These four components sum to your total VRAM requirement:

Total VRAM = Model Weights + KV Cache + Activations + Framework Overhead

The formula is simple. The difficulty is that three of the four terms are functions of runtime variables - concurrency, sequence length, batch size - not static model properties. You cannot calculate this from a model card. You must calculate it from your workload characterization.

To make this concrete, consider Llama-3 70B - one of the most commonly deployed frontier-class models - at 50 concurrent requests with 8K context. The numbers are representative of what a real production sizing exercise produces. Here is what the four components actually produce:

Figure 2.1 - GPU memory breakdown: FP16 vs FP8 for Llama-3 70B

Figure 2.1 - GPU memory breakdown: FP16 vs FP8 for Llama-3 70B (50 concurrent requests, 8K context)

Quantization from FP16 to FP8 halves both model weights and KV cache, reducing total memory from 287 GB to 165 GB. Activations and framework overhead are unaffected by weight precision. The GPU count drops from 4-6 H100s to 2-3 - the single highest-leverage memory decision available before touching throughput.

The sections that follow examine each component in detail - the formula that governs it, the runtime variables that affect it, and the mistakes teams make when they underestimate it.


2.1 Model Weights: The Floor

This is the one everyone calculates. Model weight memory is determined by parameter count and numerical precision.

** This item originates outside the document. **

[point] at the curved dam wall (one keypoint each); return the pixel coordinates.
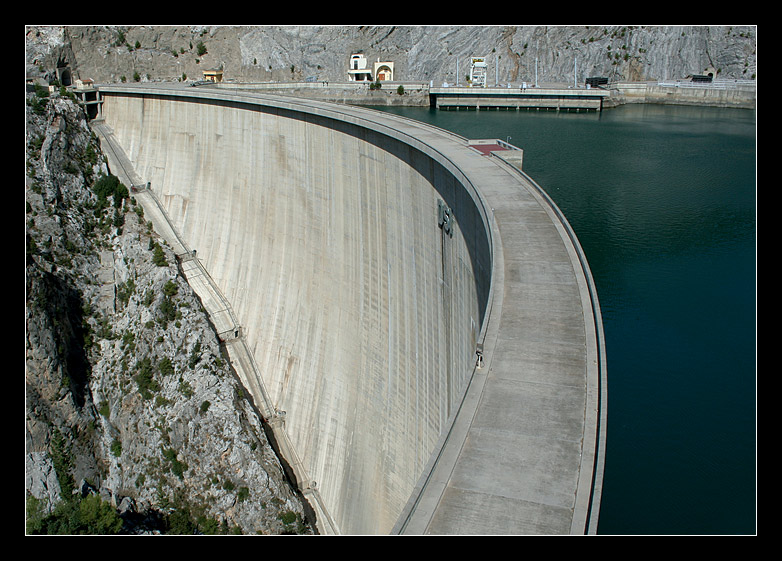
(361, 311)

Model memory (bytes) = num_parameters × bytes_per_dtype

PrecisionBytes per parameter
FP324
FP16 / BF162
INT81
INT40.5

In practice: Llama-3 8B in FP16 needs 16 GB. Llama-3 70B in FP16 needs 140 GB. Llama-3 70B in INT4 needs 35 GB - the difference between requiring a full DGX node and fitting on a single GPU with room to spare. Quantization's impact on memory is this stark, which is why Section 4 covers it as a first-class sizing lever rather than a post-hoc optimization.

The formula is correct but incomplete. Five properties of model weight memory that production engineers learn the hard way:

The alignment tax is real. GPU memory allocators cannot pack tensors like books on a shelf - each tensor requires padding to align to memory boundaries, and that padding accumulates silently across hundreds of layers. In practice, resident weight memory runs 3-8% above what the formula predicts. On a 140 GB model that is 4-11 GB of memory you never explicitly allocated. On a tight configuration, that invisible overhead is what tips you into an OOM at load time.

Weight memory is a loading event, not just a budget line. Most engineers think about weight memory as a static number - the model either fits or it doesn't. But that memory has to travel from storage to GPU before the first request can be served, and the path matters as much as the size.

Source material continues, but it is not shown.